Spotted hyenas could be considered the most hated mammal in Africa. Decried as ugly and awkward, associated with witches and sorcerers and seen as contaminating, spotted hyenas are a public relations challenge of the highest order. Yet in Harar, hyenas are not only allowed into the town to clean the streets of food scraps, they are deeply embedded in the traditions and beliefs of the townspeople. Sufism predominates in Harar and at last count there were 121 shrines in and near the town dedicated to the town’s saints. These saints are said to meet on Mt Hakim every Thursday to discuss any pressing issues facing the town and it is the hyenas who pass the information from the saints on to the townspeople via intermediaries who can understand hyena language. Etymologically, the Harari word for hyena, ‘waraba’ comes from ‘werabba’ which translates literally as ‘news man’. Hyenas are also believed to clear the streets of jinn, the unseen entities that are a constant presence for people in the town, and hyenas’ spirits are said to be like angels who fight with bad spirits to defend the souls of spiritually vulnerable people.

[…]

My current research in Harar is concerned with both sides of the relationship. First is the collection of stories, traditions, songs and proverbs of which there are many and trying to understand how the most hated mammal in Africa can be accommodated in an urban environment; to understand how a society can tolerate the presence of a potentially dangerous
species. Second is to understand the hyenas themselves and their participation in the relationship. In other parts of Ethiopia, and even within walking distance of Harar, hyenas are dangerous animals and attacks on people are common. Yet, in the old town of Harar, attacks are unheard of and it is not unusual to see hyenas, in search of food scraps, wandering past perfectly edible people sleeping in the streets. This localised immunity from attack is reassuring for a researcher spending nights alone with the hyenas in Harar’s narrow streets and alleys.

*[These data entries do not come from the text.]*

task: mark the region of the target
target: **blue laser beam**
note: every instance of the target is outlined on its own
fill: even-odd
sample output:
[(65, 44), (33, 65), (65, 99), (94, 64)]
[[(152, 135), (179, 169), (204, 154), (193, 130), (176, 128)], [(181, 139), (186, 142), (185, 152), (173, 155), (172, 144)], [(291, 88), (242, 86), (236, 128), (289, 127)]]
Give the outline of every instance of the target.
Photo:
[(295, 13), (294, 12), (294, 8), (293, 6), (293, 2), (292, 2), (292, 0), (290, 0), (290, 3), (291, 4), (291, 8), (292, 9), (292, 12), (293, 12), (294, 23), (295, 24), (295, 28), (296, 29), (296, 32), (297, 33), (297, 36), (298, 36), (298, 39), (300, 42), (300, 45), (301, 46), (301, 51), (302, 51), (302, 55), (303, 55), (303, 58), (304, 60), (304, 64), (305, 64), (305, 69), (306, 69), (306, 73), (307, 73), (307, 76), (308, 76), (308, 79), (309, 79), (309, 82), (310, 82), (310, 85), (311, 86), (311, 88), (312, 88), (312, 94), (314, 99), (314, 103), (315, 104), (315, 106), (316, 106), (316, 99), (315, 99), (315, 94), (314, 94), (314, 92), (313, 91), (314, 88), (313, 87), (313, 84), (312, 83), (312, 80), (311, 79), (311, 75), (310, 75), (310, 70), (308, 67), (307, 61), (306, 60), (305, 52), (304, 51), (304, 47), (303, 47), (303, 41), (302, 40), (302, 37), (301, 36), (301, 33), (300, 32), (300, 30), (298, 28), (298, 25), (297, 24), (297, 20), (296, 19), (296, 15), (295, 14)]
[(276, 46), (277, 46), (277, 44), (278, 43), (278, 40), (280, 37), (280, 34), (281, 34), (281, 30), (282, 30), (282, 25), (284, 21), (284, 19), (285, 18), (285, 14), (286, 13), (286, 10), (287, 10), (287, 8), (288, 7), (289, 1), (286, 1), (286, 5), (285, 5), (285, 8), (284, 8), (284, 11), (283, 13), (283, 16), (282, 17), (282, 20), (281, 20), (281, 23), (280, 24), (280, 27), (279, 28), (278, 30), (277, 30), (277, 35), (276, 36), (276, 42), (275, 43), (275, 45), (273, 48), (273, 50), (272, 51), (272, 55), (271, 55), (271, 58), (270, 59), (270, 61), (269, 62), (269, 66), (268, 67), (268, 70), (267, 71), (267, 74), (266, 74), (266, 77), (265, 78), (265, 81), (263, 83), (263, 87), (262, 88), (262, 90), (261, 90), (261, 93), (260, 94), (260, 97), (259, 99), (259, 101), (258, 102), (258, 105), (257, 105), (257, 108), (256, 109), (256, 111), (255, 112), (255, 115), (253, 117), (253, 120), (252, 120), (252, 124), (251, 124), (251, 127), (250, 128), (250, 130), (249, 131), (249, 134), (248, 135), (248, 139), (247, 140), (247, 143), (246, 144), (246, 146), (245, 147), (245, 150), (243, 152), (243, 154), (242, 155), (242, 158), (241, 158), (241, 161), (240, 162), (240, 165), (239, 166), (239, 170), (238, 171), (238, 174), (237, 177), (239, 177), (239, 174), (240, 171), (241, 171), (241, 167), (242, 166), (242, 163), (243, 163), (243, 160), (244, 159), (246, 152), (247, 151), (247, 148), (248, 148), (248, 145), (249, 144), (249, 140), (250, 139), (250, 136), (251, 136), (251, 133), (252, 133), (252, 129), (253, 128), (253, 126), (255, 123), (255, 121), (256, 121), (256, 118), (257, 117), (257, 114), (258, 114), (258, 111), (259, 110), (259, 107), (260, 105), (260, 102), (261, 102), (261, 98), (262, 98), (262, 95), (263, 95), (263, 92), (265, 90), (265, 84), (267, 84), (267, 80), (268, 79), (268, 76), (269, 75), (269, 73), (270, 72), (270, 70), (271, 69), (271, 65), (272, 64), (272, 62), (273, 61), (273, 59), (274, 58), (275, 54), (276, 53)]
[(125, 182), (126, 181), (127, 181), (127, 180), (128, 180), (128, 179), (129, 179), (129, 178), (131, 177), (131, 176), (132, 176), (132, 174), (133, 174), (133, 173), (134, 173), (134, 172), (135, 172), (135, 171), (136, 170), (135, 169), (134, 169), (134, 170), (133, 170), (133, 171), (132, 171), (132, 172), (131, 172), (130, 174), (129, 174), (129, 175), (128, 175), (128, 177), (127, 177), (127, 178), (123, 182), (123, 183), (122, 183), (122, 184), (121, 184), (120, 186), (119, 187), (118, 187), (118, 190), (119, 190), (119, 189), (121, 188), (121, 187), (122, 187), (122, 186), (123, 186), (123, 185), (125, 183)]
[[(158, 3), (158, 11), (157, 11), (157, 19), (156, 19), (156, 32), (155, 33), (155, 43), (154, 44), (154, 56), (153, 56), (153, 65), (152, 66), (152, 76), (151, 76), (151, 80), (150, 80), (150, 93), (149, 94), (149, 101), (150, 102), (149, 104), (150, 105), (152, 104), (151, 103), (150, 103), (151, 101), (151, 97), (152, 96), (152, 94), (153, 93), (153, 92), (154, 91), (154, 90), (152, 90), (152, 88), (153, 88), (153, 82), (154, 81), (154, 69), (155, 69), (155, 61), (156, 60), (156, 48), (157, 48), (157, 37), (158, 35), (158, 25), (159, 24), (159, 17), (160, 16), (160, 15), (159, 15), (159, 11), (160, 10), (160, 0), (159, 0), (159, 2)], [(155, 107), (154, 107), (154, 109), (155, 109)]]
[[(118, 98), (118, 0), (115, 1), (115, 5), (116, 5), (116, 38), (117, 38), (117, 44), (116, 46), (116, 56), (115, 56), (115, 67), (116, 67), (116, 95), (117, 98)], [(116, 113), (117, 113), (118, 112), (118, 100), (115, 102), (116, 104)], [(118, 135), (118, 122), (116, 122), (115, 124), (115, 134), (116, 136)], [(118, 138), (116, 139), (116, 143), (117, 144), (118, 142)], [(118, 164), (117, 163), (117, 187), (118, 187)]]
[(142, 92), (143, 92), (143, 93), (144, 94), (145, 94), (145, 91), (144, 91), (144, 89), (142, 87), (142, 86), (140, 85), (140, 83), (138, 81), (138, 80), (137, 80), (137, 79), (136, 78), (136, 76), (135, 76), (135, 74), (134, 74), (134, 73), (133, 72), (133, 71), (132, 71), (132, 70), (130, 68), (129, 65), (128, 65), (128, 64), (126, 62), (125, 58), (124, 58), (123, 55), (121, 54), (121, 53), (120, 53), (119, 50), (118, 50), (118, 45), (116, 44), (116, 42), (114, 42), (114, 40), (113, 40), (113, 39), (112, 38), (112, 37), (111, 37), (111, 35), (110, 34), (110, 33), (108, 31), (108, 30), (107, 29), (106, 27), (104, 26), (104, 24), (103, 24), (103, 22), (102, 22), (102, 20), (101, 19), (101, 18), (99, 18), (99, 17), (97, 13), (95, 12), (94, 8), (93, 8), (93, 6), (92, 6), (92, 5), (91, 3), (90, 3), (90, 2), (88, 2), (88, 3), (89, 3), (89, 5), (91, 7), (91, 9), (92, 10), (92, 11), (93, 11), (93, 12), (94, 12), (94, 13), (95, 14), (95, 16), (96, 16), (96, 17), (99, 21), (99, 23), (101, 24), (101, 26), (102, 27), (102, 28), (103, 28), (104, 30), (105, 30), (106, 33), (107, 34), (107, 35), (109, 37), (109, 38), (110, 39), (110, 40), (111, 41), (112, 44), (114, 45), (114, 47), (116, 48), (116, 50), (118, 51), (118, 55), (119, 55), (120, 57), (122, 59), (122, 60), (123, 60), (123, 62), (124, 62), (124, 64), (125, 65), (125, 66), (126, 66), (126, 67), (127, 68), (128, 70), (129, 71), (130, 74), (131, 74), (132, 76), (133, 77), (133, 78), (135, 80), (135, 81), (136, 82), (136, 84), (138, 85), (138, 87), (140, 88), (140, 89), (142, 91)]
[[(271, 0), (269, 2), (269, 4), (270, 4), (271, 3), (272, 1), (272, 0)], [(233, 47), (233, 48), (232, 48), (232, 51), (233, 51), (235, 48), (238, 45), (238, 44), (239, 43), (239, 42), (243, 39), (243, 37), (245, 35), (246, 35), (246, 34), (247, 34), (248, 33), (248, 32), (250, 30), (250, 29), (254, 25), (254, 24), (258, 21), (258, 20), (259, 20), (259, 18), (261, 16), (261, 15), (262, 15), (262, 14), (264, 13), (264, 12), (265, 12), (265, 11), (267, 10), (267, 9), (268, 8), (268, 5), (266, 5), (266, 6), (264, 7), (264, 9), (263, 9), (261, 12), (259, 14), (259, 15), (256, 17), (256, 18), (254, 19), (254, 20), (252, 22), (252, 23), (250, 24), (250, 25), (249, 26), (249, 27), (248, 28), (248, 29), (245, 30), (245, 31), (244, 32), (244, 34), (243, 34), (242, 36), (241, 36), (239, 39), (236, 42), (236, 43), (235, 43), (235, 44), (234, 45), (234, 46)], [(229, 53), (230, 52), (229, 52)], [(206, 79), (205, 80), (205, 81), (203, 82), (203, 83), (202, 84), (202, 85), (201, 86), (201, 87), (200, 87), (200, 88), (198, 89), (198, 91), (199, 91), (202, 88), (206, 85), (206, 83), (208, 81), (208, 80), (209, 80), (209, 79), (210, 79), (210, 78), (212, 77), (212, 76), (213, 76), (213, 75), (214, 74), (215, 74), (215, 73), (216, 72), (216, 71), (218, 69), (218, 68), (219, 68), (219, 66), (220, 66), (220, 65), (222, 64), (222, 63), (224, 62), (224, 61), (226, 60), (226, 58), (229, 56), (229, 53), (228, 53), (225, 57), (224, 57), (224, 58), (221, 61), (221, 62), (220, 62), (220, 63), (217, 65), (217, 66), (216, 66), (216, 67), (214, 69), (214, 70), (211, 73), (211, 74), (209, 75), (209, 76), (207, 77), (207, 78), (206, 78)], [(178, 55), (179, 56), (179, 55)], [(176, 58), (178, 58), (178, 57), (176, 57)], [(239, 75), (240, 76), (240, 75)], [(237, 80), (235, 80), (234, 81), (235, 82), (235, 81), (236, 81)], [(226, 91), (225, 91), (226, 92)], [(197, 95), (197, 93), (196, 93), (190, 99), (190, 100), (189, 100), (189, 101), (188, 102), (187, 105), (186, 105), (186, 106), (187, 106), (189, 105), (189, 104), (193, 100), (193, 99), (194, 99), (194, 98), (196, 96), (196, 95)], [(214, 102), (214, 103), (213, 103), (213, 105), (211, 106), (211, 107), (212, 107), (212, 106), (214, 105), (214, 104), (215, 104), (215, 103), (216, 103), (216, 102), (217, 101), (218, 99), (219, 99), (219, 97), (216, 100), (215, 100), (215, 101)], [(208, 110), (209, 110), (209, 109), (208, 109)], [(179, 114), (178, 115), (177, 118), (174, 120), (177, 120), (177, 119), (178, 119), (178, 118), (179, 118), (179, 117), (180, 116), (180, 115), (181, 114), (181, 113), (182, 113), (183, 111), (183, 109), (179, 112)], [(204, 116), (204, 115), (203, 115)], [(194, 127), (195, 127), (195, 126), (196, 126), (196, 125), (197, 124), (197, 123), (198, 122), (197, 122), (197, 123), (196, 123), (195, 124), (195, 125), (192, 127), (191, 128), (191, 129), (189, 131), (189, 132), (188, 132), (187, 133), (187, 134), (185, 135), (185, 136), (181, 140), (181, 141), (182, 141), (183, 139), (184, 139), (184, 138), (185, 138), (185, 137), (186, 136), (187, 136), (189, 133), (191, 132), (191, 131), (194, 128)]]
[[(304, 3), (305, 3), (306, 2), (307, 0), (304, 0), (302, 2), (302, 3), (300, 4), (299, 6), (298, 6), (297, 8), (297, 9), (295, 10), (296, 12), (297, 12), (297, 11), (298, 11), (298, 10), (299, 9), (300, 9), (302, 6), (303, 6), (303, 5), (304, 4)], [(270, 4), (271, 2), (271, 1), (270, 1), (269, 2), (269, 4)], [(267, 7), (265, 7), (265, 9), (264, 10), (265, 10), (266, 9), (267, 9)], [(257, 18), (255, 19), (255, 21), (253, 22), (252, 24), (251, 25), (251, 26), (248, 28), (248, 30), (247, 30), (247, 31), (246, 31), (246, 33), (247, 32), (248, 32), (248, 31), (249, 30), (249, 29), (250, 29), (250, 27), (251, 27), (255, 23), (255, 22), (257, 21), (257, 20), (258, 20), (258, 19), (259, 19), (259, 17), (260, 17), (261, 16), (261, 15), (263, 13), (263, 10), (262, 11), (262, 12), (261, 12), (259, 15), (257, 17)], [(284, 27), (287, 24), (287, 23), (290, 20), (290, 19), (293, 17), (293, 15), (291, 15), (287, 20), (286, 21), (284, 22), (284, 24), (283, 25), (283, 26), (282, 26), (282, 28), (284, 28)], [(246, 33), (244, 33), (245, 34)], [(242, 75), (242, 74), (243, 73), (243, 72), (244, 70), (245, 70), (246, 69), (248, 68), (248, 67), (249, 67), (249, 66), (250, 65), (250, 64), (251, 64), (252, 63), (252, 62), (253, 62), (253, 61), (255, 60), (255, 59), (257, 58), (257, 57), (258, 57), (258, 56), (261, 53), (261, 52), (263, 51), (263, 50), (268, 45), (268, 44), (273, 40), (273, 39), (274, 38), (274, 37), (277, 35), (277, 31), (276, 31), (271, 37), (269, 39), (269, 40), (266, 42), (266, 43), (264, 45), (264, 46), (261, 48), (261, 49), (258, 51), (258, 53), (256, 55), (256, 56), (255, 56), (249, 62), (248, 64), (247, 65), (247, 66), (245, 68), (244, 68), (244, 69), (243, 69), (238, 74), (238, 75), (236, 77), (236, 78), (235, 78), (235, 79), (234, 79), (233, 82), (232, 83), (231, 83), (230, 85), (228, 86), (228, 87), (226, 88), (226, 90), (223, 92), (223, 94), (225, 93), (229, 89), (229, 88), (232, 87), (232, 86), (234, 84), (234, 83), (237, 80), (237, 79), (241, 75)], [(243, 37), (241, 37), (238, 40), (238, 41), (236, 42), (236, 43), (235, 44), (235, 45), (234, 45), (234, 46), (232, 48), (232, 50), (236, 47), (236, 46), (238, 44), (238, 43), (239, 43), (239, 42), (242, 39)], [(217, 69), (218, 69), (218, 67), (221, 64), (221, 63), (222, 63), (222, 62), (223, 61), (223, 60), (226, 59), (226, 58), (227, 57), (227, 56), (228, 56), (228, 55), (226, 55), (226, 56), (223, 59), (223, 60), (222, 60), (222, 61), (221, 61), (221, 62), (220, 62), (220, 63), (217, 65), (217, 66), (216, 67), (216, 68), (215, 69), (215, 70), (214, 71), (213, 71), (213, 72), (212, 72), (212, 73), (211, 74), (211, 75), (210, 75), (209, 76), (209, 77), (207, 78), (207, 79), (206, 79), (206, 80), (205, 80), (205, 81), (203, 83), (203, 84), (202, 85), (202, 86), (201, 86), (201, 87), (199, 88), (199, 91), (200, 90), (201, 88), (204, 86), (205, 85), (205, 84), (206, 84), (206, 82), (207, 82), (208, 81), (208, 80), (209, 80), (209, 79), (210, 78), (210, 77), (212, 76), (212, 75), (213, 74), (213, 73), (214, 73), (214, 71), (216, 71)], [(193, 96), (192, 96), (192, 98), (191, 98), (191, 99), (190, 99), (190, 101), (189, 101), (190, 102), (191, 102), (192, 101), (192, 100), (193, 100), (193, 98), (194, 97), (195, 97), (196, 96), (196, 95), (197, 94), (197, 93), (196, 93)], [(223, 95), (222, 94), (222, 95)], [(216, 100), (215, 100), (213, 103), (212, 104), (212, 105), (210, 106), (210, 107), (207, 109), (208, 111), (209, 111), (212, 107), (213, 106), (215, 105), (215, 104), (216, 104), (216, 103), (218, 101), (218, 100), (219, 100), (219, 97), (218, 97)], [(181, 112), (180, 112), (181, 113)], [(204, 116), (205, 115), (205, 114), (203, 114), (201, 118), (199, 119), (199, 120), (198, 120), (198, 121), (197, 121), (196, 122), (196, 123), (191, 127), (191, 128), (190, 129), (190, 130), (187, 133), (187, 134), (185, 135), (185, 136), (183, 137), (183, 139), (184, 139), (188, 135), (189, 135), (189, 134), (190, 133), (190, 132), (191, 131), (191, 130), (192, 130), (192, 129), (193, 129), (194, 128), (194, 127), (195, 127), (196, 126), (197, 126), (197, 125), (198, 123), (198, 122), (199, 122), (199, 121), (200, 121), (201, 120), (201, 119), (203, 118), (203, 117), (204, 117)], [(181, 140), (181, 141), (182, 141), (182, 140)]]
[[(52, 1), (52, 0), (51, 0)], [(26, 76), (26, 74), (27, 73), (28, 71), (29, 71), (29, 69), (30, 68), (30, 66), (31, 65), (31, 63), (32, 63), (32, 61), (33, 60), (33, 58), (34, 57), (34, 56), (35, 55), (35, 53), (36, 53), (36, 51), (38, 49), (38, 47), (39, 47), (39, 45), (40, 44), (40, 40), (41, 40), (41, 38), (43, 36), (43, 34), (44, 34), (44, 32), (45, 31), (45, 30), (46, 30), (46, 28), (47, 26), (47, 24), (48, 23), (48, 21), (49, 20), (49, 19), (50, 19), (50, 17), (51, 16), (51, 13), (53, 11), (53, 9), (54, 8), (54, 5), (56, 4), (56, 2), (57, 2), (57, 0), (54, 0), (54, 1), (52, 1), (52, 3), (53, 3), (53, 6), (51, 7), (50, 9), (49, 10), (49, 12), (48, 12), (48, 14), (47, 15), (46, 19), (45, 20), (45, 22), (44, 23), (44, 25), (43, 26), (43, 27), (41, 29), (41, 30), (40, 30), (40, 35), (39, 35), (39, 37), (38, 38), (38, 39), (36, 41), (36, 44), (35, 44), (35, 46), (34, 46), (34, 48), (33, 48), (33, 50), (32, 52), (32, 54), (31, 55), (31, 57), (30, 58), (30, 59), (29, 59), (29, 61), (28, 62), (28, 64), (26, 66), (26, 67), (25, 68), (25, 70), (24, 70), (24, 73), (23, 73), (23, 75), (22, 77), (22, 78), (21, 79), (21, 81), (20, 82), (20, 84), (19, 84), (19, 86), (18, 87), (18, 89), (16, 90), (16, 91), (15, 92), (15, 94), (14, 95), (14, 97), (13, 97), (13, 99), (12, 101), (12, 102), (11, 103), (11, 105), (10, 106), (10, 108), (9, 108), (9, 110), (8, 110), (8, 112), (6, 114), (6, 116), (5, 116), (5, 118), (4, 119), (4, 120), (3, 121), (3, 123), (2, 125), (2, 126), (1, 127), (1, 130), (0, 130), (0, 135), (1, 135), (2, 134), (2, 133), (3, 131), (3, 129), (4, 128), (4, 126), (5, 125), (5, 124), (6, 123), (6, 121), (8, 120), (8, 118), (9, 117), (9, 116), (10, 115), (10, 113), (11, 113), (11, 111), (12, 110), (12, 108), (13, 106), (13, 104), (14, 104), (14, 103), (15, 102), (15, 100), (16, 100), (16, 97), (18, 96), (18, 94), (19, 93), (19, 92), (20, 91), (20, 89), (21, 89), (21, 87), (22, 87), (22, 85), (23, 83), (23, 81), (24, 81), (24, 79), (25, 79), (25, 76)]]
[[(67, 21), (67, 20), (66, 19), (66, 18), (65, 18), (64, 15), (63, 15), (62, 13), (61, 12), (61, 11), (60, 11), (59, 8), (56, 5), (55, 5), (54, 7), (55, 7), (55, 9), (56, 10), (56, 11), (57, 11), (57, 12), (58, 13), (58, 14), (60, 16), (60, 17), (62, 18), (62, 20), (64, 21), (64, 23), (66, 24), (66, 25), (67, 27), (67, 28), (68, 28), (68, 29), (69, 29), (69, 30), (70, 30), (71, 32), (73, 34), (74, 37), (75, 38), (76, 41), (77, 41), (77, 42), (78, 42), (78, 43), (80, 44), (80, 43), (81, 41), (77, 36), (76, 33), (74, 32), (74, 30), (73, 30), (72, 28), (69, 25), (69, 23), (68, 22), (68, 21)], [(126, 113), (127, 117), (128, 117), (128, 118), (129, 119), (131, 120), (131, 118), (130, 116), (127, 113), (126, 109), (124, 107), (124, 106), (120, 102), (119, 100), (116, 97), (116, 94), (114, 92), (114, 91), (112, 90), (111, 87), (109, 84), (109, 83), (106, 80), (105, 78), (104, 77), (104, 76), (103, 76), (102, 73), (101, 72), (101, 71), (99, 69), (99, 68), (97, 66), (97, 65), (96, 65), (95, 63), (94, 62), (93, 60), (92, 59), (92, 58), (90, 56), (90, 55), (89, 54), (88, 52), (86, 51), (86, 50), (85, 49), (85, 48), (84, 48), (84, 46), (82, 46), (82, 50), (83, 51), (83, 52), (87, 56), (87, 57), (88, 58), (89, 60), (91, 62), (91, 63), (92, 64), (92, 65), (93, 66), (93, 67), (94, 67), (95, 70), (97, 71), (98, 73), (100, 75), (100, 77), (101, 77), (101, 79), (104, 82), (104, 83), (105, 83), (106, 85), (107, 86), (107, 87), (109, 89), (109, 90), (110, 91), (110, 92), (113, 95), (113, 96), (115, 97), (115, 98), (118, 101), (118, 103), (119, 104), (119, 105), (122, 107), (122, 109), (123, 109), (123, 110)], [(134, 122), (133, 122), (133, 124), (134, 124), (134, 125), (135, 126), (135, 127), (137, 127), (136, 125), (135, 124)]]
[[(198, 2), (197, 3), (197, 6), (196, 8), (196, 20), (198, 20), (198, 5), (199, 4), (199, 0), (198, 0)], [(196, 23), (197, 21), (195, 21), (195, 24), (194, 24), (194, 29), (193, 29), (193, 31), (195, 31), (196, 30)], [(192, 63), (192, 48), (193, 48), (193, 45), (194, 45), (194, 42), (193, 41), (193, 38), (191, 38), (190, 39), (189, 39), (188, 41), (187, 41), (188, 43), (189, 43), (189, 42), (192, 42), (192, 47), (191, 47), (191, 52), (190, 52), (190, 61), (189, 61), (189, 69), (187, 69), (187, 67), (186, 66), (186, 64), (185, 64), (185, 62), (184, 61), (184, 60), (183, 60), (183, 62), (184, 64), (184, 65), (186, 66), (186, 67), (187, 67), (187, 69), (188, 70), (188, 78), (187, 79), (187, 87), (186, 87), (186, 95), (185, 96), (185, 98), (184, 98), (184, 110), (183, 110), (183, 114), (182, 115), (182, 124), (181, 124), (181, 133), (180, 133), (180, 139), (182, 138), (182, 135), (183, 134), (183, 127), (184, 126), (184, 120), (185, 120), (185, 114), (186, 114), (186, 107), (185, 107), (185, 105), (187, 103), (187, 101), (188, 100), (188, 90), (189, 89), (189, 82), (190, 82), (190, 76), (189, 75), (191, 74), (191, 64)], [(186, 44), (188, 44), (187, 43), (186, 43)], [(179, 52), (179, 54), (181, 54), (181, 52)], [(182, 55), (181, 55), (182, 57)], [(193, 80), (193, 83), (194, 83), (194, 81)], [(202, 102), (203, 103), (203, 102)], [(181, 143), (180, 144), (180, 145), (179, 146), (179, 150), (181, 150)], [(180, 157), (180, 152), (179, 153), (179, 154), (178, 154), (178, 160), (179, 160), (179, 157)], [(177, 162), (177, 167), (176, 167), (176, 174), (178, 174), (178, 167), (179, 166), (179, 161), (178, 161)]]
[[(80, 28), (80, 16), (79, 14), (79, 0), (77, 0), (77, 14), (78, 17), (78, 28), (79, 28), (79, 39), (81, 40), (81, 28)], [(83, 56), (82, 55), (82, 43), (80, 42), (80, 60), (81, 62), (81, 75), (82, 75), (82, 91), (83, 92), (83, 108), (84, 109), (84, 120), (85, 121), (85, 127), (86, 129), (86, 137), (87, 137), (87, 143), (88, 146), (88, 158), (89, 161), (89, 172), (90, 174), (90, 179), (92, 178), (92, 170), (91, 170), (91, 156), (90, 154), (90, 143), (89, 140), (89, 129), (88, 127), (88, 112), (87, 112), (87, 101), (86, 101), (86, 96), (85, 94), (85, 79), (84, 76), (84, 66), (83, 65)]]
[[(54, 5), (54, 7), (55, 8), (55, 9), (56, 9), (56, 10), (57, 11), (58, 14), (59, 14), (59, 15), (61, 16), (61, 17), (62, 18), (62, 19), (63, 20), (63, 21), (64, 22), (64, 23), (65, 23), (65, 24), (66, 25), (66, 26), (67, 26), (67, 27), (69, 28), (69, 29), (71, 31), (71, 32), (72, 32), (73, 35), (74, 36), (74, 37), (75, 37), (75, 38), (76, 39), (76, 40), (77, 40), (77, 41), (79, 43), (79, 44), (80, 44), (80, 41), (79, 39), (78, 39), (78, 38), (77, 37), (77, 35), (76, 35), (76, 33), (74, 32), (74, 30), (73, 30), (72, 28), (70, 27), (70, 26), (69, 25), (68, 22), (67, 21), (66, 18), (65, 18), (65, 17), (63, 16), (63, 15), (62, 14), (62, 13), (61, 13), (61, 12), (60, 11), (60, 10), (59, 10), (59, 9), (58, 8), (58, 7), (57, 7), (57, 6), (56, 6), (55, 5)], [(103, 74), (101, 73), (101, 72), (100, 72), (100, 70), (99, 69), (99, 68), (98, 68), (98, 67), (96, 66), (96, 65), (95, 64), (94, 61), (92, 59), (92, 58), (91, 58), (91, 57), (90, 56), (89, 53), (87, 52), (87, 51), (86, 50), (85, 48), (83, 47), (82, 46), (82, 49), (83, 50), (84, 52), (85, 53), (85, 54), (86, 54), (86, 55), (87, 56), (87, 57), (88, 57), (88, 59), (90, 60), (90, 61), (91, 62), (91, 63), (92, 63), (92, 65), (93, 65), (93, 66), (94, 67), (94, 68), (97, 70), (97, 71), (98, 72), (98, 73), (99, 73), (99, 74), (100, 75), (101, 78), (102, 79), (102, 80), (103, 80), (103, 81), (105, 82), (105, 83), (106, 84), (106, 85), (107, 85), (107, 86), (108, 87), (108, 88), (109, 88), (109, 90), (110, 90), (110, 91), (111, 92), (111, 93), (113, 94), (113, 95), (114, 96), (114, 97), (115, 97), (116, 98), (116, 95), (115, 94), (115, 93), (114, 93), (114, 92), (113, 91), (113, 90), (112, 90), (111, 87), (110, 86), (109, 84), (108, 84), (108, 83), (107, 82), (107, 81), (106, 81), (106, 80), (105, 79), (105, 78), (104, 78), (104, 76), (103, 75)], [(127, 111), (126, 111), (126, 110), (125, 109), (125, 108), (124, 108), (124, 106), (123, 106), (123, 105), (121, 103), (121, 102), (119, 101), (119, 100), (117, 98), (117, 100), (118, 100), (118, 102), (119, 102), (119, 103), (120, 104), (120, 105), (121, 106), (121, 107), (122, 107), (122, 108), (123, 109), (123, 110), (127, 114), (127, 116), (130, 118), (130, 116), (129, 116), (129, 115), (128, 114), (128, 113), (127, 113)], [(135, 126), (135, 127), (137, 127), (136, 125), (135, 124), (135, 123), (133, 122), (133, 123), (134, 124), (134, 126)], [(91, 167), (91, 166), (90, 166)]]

But this sounds like it was written before he went native!

Social networks

By the way: people have even applied network theory to friendships among spotted hyenas:

• Amiyaal Ilany, Andrew S. Booms and Kay E. Holekamp, Topological effects of network structure on long-term social network dynamics in a wild mammal, Ecology Letters, 18 (2015), 687–695.

The paper is not open-access, but there’s an easy-to-read summary here:

Scientists puzzled by ‘social network’ of spotted hyenas, Sci.news.com, 18 May 2015.

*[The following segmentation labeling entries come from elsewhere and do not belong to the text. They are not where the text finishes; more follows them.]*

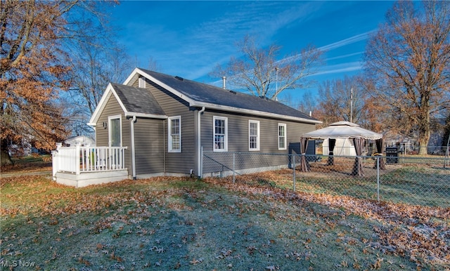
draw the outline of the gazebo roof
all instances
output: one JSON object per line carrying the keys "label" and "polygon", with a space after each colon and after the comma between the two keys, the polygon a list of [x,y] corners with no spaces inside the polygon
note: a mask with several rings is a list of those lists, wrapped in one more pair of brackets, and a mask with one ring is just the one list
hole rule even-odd
{"label": "gazebo roof", "polygon": [[359,125],[352,122],[338,121],[328,127],[304,133],[302,137],[311,139],[363,138],[376,140],[382,138],[382,135],[361,128]]}

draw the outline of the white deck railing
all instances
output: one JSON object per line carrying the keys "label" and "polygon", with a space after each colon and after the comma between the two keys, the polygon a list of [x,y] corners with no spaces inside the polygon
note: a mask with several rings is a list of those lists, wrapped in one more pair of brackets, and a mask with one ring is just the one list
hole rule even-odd
{"label": "white deck railing", "polygon": [[52,152],[56,172],[98,172],[125,169],[127,147],[61,147]]}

The scientists collected more than 55,000 observations of social interactions of spotted hyenas (also known as laughing hyenas) over a 20 year period in Kenya, making this one of the largest to date of social network dynamics in any non-human species.

They found that cohesive clustering of the kind where an individual bonds with friends of friends, something scientists call ‘triadic closure,’ was the most consistent factor influencing the long-term dynamics of the social structure of these mammals.

Individual traits, such as sex and social rank, and environmental effects, such as the amount of rainfall and the abundance of prey, also matter, but the ability of individuals to form and maintain social bonds in triads was key.

“Cohesive clusters can facilitate efficient cooperation and hence maximize fitness, and so our study shows that hyenas exploit this advantage. Interestingly, clustering is something done in human societies, from hunter-gatherers to Facebook users,” said Dr Ilany, who is the lead author on the study published in the journal Ecology Letters

Hyenas, which can live up to 22 years, typically live in large, stable groups known as clans, which can comprise more than 100 individuals.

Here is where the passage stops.